The US previously kicked Türkiye out of a program to buy F-35 fighter jets over Ankara’s purchase of Russian-made S-400 air defense systems. The two NATO members later negotiated a deal for 40 new F-16 jets and 79 modernization kits, which must be approved by the US Congress. The Senate NATO Observer Group on Thursday let Biden know that it will require a quid pro quo to allow the deal go through.

“Congress cannot consider future support for Türkiye, including the sale of F-16 fighter jets, until Türkiye completes ratification of the accession protocols,” says the letter, signed by Democrats and Republicans alike and made public by Senator Jeanne Shaheen of New Hampshire.

Ankara is holding up the applications by Stockholm and Helsinki “at a key moment in history,” namely the Russia-Ukraine conflict, the senators noted.

Senate Foreign Relations Committee chair Bob Menendez, a New Jersey Democrat, has already voiced his opposition to F-16 sales to Türkiye. He did not sign the letter. In last week’s hearing before the committee, Under Secretary of State for Political Affairs Victoria Nuland said the State Department had made it clear to Türkiye that “Congress is likely to look far more favorably on that after ratification,” referring to the F-16s.

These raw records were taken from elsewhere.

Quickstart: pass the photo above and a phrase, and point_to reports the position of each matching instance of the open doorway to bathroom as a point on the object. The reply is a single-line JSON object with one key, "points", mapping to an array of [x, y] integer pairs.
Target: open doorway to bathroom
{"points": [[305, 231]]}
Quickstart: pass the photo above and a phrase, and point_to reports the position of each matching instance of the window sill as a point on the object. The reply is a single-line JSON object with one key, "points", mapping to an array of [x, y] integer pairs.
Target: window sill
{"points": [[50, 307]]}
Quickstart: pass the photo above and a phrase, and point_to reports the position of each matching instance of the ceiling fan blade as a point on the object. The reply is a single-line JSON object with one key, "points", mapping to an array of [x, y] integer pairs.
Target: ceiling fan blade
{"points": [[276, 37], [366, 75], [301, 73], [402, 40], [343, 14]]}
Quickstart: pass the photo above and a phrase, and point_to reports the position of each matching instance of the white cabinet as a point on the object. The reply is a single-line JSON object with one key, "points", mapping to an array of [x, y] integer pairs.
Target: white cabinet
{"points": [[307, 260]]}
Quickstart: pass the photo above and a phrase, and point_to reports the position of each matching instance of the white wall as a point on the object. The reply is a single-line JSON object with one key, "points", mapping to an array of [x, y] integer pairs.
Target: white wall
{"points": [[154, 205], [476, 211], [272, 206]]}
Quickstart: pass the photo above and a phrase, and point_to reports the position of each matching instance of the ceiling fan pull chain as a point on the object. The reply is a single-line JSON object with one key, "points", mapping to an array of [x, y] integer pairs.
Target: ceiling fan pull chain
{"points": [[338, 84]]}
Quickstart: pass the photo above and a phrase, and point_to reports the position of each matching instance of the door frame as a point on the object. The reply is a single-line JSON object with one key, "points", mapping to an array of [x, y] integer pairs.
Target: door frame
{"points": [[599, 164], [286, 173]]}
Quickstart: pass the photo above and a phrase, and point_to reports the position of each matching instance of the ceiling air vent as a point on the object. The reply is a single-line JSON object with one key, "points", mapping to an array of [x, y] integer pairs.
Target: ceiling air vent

Turkish President Recep Tayyip Erdogan told parliament in Ankara on Wednesday that “there would be a price” to pay if the US reneges on the F-16 deal. Asked to clarify the remarks on Thursday, his spokesman Ibrahim Kalin told CNN International that it was referring to the US military industry.

“We have been developing our own national capabilities,” Kalin said. “Our drones have really shown to the world how capable they are in [the] worst moments, in our defense. So we will simply develop our own national capabilities and the US defense companies will be on the losing end in all of this.”

“If the American Congress makes NATO accession process a precondition for the F-16 program, they can wait for a long time, we are not tying the two together,” he added.

Sweden and Finland announced they would end their historic neutrality and apply to the US-led military bloc last year, citing the events in Ukraine. All NATO members have ratified their admission, save for Hungary and Türkiye. While Budapest is scheduled to vote next month, Ankara said it would only back Helsinki and not Stockholm.

Kalin said that Ankara had no problems with Finland, but that Sweden has failed to live up to the deal struck last summer concerning the Kurdish activists Türkiye has labeled as terrorists. He also pointed to the recent incident involving the burning of the Koran outside the Turkish Embassy in Stockholm, calling it “completely unacceptable.”